Aviendha fut debout si vite qu’elle sembla simplement être dans un endroit puis dans un autre. « Quel est son nom ? » Ses yeux verts flamboyaient et elle avait son poignard dans la main.
Elayne faillit rire. Une minute parlant de partage et, la suivante, jetant feu et flamme avec autant de fureur que… que… Que moi, acheva-t-elle, pas du tout satisfaite de cette pensée. Ç’aurait pu être pire, bien pire. Ç’aurait pu être Berelain. Puisqu’il fallait que ce soit quelqu’un, autant que ce soit Aviendha. Et je pourrais aussi bien m’en accommoder au lieu de taper du pied comme une gamine. Elle s’assit sur le lit et croisa les mains dans son giron. « Rengainez ça et asseyez-vous, Aviendha. Et je vous en prie, enfilez votre corsage. J’ai beaucoup de choses à vous raconter. Il y a une jeune femme – mon amie, ma presque-sœur – appelée Min… »
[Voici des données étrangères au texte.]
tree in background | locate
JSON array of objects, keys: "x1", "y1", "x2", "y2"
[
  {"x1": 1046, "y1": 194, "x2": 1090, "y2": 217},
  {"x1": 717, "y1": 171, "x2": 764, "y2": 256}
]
Aviendha se rhabilla effectivement, mais un temps considérable s’écoula avant qu’elle s’asseye et considérable davantage avant qu’Elayne parvienne à la convaincre qu’elles ne devaient pas s’associer pour tuer Min. Elle l’admit, du moins. À regret, elle finit par déclarer : « Il faut que je fasse sa connaissance. Je ne le partagerai pas avec une femme que je ne peux pas aimer comme une première-sœur. » Ceci accompagné d’un regard méditatif à l’adresse d’Elayne, qui soupira.
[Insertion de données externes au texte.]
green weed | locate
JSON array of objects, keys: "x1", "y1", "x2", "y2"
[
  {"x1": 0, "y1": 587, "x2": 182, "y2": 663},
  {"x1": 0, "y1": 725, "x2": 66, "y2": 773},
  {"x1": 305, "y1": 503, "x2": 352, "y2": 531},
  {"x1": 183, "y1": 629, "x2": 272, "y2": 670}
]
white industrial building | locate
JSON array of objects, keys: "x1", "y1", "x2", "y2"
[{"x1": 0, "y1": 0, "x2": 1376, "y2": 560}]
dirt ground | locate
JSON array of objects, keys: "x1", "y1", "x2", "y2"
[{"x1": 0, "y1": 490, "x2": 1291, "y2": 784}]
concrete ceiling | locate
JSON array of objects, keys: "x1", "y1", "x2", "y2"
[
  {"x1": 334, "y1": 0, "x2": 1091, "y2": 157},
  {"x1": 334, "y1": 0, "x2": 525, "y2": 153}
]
Aviendha envisageait de partager Rand avec elle. Min était prête à le partager avec elle. Était-elle la seule des trois à être normale ? D’après la carte dissimulée sous son matelas, Min devait arriver bientôt à Caemlyn, ou peut-être y était déjà. Elle ne savait pas ce qu’elle désirait qui se passe là-bas, à part que Min se serve de sa faculté d’avoir des visions pour aider Rand, ce qui impliquait que Min était obligée de rester près de lui. Tandis qu’Elayne se rendait à Ebou Dar.
« N’y a-t-il rien de simple dans la vie, Aviendha ?
— Pas quand des hommes y sont mêlés. »
Elayne n’aurait pas su dire ce qui la surprit le plus – constater qu’elle riait ou qu’Aviendha riait aussi.